The principal is as simple as dirt, or simpler, really. A tube of non-stretch fabric, longer than the breach and of a diameter larger than the water depth at the gap, is dropped into the flood and 80% filled with water. Positioned upstream, the current pulls it toward the breach. The bubble of air inside keeps the top above the water as the tube drifts into place, guided by lines from either the levee or an offshore barge. As the tube runs aground near the breach, the roll slows and the tube snuggles into the gap. The current tries to bend it and force it through the hole, but the laws of physics get in the way. The incompressible nature of water and the unyielding fabric of the tube turns it into a rigid plug that conforms to the breach and seals it in a flash.

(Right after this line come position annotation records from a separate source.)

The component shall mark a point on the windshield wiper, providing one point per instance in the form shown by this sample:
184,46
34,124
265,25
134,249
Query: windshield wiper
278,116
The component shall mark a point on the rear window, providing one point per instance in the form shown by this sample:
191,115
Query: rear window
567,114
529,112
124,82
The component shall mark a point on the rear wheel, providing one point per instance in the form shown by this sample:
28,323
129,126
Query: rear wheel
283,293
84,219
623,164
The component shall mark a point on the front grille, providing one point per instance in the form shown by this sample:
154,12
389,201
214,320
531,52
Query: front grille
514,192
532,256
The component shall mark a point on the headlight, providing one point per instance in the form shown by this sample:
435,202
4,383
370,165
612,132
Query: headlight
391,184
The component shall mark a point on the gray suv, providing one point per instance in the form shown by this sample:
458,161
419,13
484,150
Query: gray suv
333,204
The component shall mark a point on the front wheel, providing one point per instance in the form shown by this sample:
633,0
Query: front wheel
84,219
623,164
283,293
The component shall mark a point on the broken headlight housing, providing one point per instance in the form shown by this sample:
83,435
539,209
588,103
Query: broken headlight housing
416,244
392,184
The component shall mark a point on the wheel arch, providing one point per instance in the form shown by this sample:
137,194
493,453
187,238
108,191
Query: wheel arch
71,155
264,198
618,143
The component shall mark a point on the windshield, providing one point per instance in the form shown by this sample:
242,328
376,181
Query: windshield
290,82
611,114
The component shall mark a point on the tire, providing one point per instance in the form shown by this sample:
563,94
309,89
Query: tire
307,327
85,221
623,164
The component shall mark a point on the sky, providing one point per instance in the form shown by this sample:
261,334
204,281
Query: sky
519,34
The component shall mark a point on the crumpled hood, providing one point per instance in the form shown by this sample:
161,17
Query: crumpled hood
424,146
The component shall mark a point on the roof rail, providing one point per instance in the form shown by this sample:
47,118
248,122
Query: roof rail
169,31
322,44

Resio says the principles are scalable, and the only thing needed to plug a larger breach, like the typical 40- to 60-footers in a Mississippi River flood, is a scaled-up fabric sack.
Engineers can do more than “just wait for the flood to stop,” Resio says. His six-person team set out to solve the “intractable problem” by inventing a new set of rapid levee repair techniques. “Its just fun stuff,” he says. “You put your mind to it and start flipping things around in your head.”
With visions of choppers bombing breached levees in New Orleans with sandbags for days, the challenge was to find a better way.
The project was commissioned by the federal Dept. of Homeland Security, which worries about failures of dams and levees. “They threw down the gauntlet, saying, ‘What can you do that would be a good proof-of-concept and would be big enough that people would take notice?’” Resio says. He was already working on a design for a fabric breakwater, and “I knew I could do it somehow with fabric, and one day the light bulb went on.”
He says a product based on the model tested in Stillwater should work for a breach up to 16 ft wide by 6 ft deep. DHS is considering commercializing that, but Resio cautions users will have to be trained and know the limitations. “The last thing I want to read is “Wonder-Weenie Takes Out a House,’” he laughs.
“We still need larger tests,” he adds. “If we can stop a 20 x 10-ft breach and show the tube works as well as for the 8 x 4-ft breach, we will be in really good shape.”